Bir belediyenin görevi nedir? Vatandaşlarını rahat ettirmek değil mi? Ama İstanbul Belediyesi 4-5 yıldan bu yana uygulamaları ile adeta “bilişimden-haberleşmeden nefret ediyor” diye düşündürüyor bizi. Bunun son uygulaması da, metro istasyonlarına konulan baz istasyonlarından istenen astronomik kiralar.
İstanbul Büyükşehir Belediyesi senelerdir, interneti ve haberleşmeyi engellemek üzerinde çalışıyor. Fiber döşenmesini engellemek için önce fiyatlar 10 katına çıkarıldı (metresi 0,90 kuruşlardan, 12 TL’lere), üstelik bir kere kazı sırasında alınan fiyatlar, birden bire “yıllık” hale getirildi.
Sanki, fiber geçmesi için kazılan yerlere, belediye bir bakım yapıyor da, yıllık bakım ücreti ya da kira alıyor. Oysa ABD ve Avrupa Birliğinde, pek çok ülkede, belediyeler bırakın fiber yatırımları engellemeyi, teşvik ediyor. Ama bizde telekom sektörü yolunacak kaz görülüyor. Ama bu yolunan kazlar aslında GSM firmaları değil, vatandaşın ta kendisi.
Ama bu konuda “para kazanmak” dışında başka amaçlar da olmuş olabilir. Çünkü istenen yüksek ücretler, herşeye rağmen fiber yatırım yapmak isteyen firmaları durduramayınca, bu sefer İBB kazı izni vermemeye başladılar. 4 yıldır İstanbul’da fiber yatırım için “yasal” kazı izni verilmiyor. Altyapı bu nedenle gelişemiyor. Dolayısıyla da bu nedenle, internet kapasitesi ile dünya sıralamalarında Türkiye 69cu sırada[1].
Metrolardan Geçiş için İstenen Milyonlarca TL
Ama şimdi başka bir belediye icraatı ile karşı karşıyayız. Metrolara konulan baz istasyonları için belediyelerin istediği yıllık kira ücretleri, duyumlarımıza göre “dudak uçuklatıcı”. GSM firmalarının yetkilileri, belediye yetkilileri ile karşılıklı görüşmeleri sürdürmekteler ama gayri resmi edindiğimiz bilgiye göre, bu yüksek fiyatlarla tartışılması mümkün olmadığından, baz istasyonlarının tamamen kaldırılması söz konusu.

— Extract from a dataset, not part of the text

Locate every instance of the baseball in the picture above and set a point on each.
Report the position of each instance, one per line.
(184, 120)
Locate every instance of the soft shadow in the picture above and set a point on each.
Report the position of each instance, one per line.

Bunun etkilerini Avukat Gökhan Candoğan’a sorduk :
Devletin ve Hükümet’in programlarında bilgi toplumu, bilişim altyapısından geliştirilmesi, herkesin makul bir fiyata -hatta ücretsiz- olarak elektronik haberleşme hizmetlerinden yararlanması lafları eksik olmuyor ama aradan geçen 10 yıldan sonra bunun laftan ibaret olduğu gerçeği ortaya çıkıyor.
Ses ve internet hizmetlerinin kalitesi giderek kötüleşirken düşmesi gereken fiyatlar da düşmüyor. Kamu telekom işlerinin serbestleştirilmesi yerine nereden daha fazla para kazanabilirim diye BAKIYOR.
Bir de buna haberleşme, düşünce ve ifade özgürlüklerini yok eden bakış açısıyla bir gecede çıkarılan kanunlar, kurumlar eklenince iş iyice değişiyor.
Dünya’nın en pahalı benzinini kullandığımız gibi haksız, temelsiz vergi ve ödemeler nedeniyle telekom hizmetlerine de çok ciddi paralar ödemek zorunda kalıyoruz.
Türkiye’de bugün ses ve internet hizmetlerinin çok daha ucuza ve çok daha kaliteli sunulabilmesi mümkün iken kötü politikalar nedeniyle bu gerçekleşmiyor.
En büyük zararı da pahalı, kalitesiz hizmet almak zorunda bırakılan, bir de üstüne bütün görüşme ve kayıtları erişime açık olan tüketiciler görüyor. ..
Hali hazırda metrolardaki kişiler telefonla dışarıyı arayabiliyor ama dışarıdan metro içindeki bir kişi aranamıyor. Telefonu açık olsa bile “ulaşılamıyor” mesajı alınıyor. Bu ise, her türlü bombalı ve uzaktan kumandalı eyleme karşı alınmış bir önlem. Yani normal.
Ama içerden dışarıyı arayamama konusu, özellikle acil bir olayda ne kadar doğru olacak. Bunu düşünmek ve analiz etmek lazım.